Die Ergebnisse zeigten, dass 22,5% der Befragten laut HADS-Werten unter Angstzuständen und 6,5% unter Depressionen litten. Es gab keinen nennenswerten Unterschied in den Lebendgeburtenraten zwischen Personen mit und ohne Angstzustände, obwohl Männer mit Angstzuständen im Durchschnitt eine geringere Gesamtzahl beweglicher Spermien während der Eizellentnahme aufwiesen. Walker und das Team stellten fest, dass die IVF-Ergebnisse und die Lebendgeburtenraten durch die Einnahme von Antidepressiva nicht beeinflusst wurden. Darüber hinaus gab es keine statistisch signifikanten Ergebnisse hinsichtlich erektiler Dysfunktion oder geringer Libido zwischen den Gruppen.
„Unter Fertilitätsspezialisten gibt es aufgrund möglicher Auswirkungen auf die Fruchtbarkeit eine Debatte über die Verschreibung von Antidepressiva während der IVF. Stress selbst kann jedoch den Hormonhaushalt verändern und manchmal zu einer Erkrankung führen, die als hypogonadotroper Hypogonadismus bezeichnet wird, bei der das Gehirn unseren Fortpflanzungsorganen signalisiert, ihre Funktion einzustellen, weil wir zu gestresst sind, um schwanger zu werden“, erklärte Walker. „Während also Angstmedikamente die Fruchtbarkeit beeinträchtigen können, kann dies auch Stress tun. Angesichts der Tatsache, dass IVF bekanntermaßen stressig ist, unterstreichen unsere Ergebnisse, wie wichtig es ist, die psychische Gesundheit der Patienten während einer Fruchtbarkeitsbehandlung in den Vordergrund zu stellen.“
Wie sich Stress auf die IVF und die Geburtsergebnisse auswirkt
Zu den Einschränkungen der Studie gehörte, dass die Morphologie der Spermien zum Zeitpunkt der Eizellentnahme nicht beurteilt werden konnte, und dass aufgrund des geringen Anteils der Teilnehmer mit hohen Depressionswerten die vollständigen Auswirkungen der Depressionswerte auf die Fruchtbarkeit nicht bewertet werden konnten. Die Forscher konnten auch nicht alle Hormonspiegel der Patienten vollständig beurteilen – etwas, das sie zukünftig untersuchen wollen.
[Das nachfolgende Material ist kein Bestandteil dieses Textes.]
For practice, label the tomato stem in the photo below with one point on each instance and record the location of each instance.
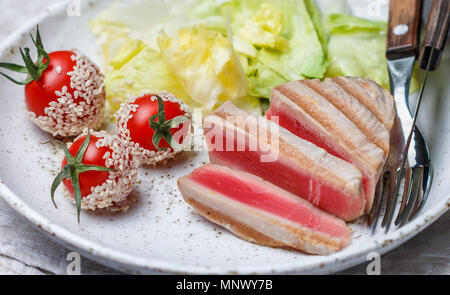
(33, 69)
(73, 169)
(162, 127)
Etwa 80 Prozent der Kohorte waren kaukasischer Abstammung, was laut Walker auf Zugangsbarrieren wie Kosten und Versicherungsschutz hindeuten könnte, mit denen viele medizinisch unterversorgte ethnische Gruppen bei der Suche nach Fertilitätsbehandlungen konfrontiert sind. In Zukunft wollen die Forscher die Hormonspiegel der Patientinnen während der gesamten Dauer der Fertilitätsbehandlung untersuchen, um besser zu verstehen, wie sich Stress auf die IVF und die Geburtsergebnisse auswirkt. Diese Ergebnisse ergänzen die wachsende Zahl von Veröffentlichungen, die sich mit der allgemeinen medizinischen Gesundheit und der männlichen Fruchtbarkeit befassen.